Bei den Schönheitsritualen der orientalischen Frauen wurden Zutaten benutzt, die wir auch heute noch kennen. Honig und Mandelöl, Mandelmilch und mineralreiche Lava-Erde dienten zur Hautreinigung und Verschönerung. Granatapfelkerne zur Verjüngung der Haut kamen als inneres Therapeutikum zum Einsatz. Damals wusste man natürlich nicht, dass der Granatapfel besonders viele Flavonoide enthält und zahlreiche Vitamine, Antioxidantien und Polyphenole in seinen Kernen birgt. Man kannte aber bereits seine Wirkung als Anti-Aging-Therapeutikum. Das marokkanische Arganöl galt als Jungbrunnen für die Haut. Man tupfte es sparsam auf, und behandelte mit Wasser und Zitronensaft nach, um eine helle und glatte Haut zu bekommen. Zudem galt warmes Arganöl als wahre Wunderwaffe gegen Cellulite und Schwangerschaftsstreifen.

Paradiesisches Nahrungsangebot

Das Nahrungsangebot des Orients war üppig. Man genoss Datteln und Rosinen, Hülsenfrüchte, Nüsse und verschiedene Gemüse in allen möglichen Zubereitungsformen. Die Früchte und Gemüsesorten enthielten alles, was man für eine fantastische Anti-Aging-Ernährung brauchte: Viele Vitamine, Spurenelemente, Mineralien und Aminosäuren. Essen wurde zum sinnlichen Erlebnis. Die besten Mediziner im alten Orient waren oft griechischer Herkunft und hoch angesehen. Sie hatten zum Teil an ihren Krankenhäusern eigene Medizinschulen. Die Behandlung der Wohlhabenden war vermutlich ein sehr lukratives Geschäft. Man behandelte damals wie heute Alterszipperlein, Verdauungsbeschwerden oder Libidoverlust, von denen auch orientalische Potentaten nicht frei waren. Über die im Orient verwendeten Medikamente, Rezepturen und Anti-Aging-Therapien wurden bedeutende medizinische Werke geschrieben. Etliche davon blieben uns erhalten.

Nachlesen kann man einiges davon z.B. im Buch „ Anti-Aing – Von der Antike bis zur Moderne“ von R. M. Trüeb. Bekannt waren verjüngende Behandlungen mit Kamelmilch, nährenden Hautölen, Bädern, Ernährungstherapien und Diäten. Als Sultan erhielt man detaillierte Anweisungen, welcher Lebensstil einen lange fit und vital halten würde.

Doch mit dem Zerfall des Osmanischen Reiches war es vorbei mit der ganzen orientalischen Pracht. Das Christentum kam und in ihm war der Körper kein Bereich der Lust, Lebensfreude und Sinneslust mehr. Lediglich die Klostermedizin kümmerte sich noch um das leibliche Wohl.

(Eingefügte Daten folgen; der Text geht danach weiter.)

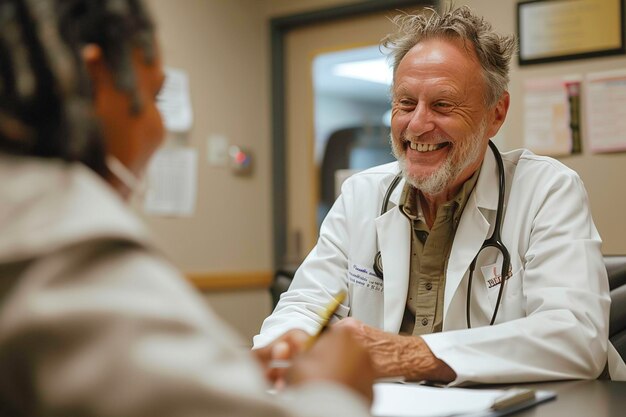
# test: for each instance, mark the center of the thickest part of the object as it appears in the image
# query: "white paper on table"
(174, 102)
(547, 115)
(172, 182)
(606, 110)
(411, 400)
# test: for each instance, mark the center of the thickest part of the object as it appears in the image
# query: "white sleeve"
(123, 334)
(320, 277)
(566, 301)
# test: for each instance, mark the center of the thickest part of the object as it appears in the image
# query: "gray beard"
(445, 175)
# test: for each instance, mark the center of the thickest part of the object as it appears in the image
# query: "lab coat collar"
(474, 226)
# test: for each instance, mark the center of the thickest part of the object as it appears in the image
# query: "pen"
(327, 314)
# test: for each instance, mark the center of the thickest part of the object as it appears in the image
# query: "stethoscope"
(494, 241)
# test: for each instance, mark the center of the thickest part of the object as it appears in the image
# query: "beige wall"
(224, 47)
(603, 175)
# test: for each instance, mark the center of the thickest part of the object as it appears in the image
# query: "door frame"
(279, 27)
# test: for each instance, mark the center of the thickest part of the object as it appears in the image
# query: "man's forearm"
(408, 356)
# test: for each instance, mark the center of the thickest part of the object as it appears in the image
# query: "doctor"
(415, 307)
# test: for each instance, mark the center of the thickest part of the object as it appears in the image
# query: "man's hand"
(396, 355)
(337, 356)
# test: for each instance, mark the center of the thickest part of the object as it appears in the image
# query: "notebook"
(415, 400)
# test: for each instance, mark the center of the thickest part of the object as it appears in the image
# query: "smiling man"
(461, 264)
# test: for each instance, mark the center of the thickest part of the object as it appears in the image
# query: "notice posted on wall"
(172, 182)
(174, 102)
(606, 110)
(552, 115)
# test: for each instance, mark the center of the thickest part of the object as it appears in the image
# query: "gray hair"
(493, 51)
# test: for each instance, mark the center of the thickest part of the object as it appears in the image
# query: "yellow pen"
(327, 314)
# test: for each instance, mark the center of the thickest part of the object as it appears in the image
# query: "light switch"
(217, 150)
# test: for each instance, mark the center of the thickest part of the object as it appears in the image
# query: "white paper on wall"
(172, 182)
(606, 110)
(174, 102)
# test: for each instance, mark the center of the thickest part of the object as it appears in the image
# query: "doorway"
(296, 169)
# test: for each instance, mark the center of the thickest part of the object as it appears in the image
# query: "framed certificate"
(557, 30)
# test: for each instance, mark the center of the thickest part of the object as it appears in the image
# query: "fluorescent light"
(373, 70)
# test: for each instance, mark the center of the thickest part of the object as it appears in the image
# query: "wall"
(603, 175)
(223, 46)
(225, 49)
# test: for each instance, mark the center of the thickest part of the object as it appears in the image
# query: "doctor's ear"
(500, 111)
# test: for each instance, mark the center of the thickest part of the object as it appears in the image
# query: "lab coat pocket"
(493, 280)
(366, 295)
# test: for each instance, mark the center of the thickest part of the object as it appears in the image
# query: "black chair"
(616, 269)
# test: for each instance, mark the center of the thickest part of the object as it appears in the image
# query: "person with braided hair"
(93, 320)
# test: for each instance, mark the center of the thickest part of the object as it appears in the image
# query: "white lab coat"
(553, 320)
(95, 322)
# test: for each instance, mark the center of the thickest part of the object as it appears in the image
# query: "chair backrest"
(616, 269)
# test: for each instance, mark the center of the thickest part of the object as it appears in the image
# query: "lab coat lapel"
(474, 226)
(394, 243)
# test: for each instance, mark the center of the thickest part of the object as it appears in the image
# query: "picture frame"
(560, 30)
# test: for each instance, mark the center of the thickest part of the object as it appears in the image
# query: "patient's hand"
(284, 348)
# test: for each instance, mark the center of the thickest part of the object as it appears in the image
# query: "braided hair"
(46, 99)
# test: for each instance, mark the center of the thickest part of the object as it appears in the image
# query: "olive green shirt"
(430, 250)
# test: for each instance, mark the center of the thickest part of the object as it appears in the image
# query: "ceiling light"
(373, 70)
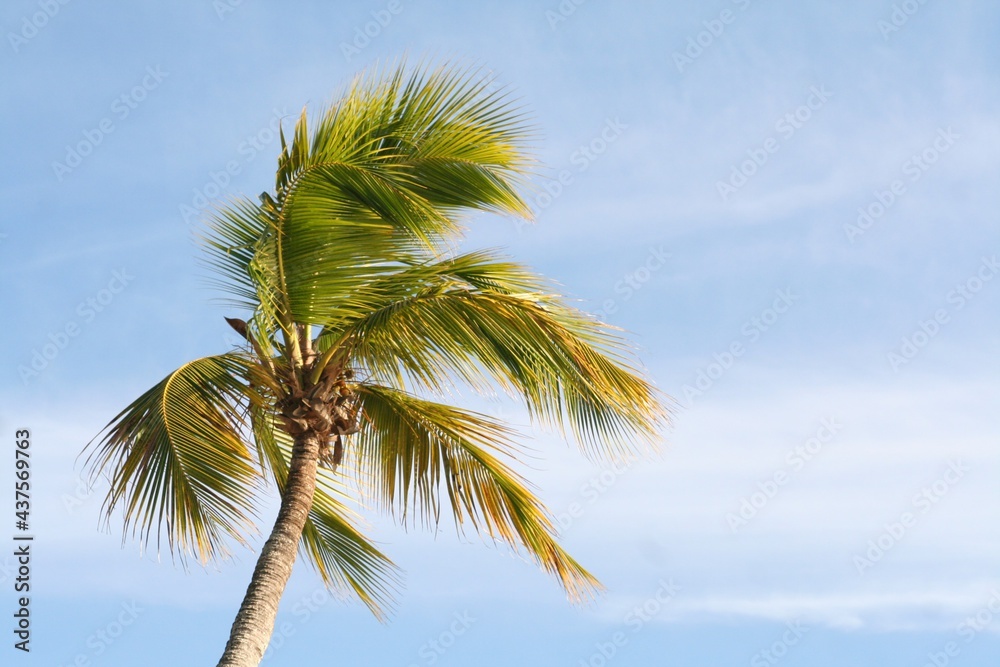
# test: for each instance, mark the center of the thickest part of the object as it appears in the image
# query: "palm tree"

Mein kleines orientalisches Anti-Aging Programm für Zuhause

Entspannendes Körperöl

  • 50 ml neutrales Körperöl
  • 10 Tropfen Patchouli (ätherisches Öl)10 Tropfen Vanille (ätherisches Öl)

Die ätherischen Öle können nach Bedarf ausgesucht werden. Will man eine Belebung erreichen, kann man beispielsweise frische Düfte hinzufügen.

Orientalische Haarmaske

  • 500 ml reichhaltiges Argan- oder Olivenöl

Das Ganze bis in die Spitzen einmassieren und ein Handtuch oder eine Folie um den Kopf wickeln. Entspannt zurücklehnen und eine mindestens eine halbe Stunde einwirken lassen, danach mit einem milden Shampoo ausspülen.

Honig-Mandel Maske gegen rauhe Hände

  • 100 ml Mandelöl leicht erwärmen
  • 2 Teelöffel Honig dazu geben

Wer einen besonders guten Effekt erzielen kann, kann die Handmaske über Nacht einwirken lassen. Einfach leichte Baumwollhandschuhe überziehen, schlafen gehen und morgens mit weichen Händen aufwachen.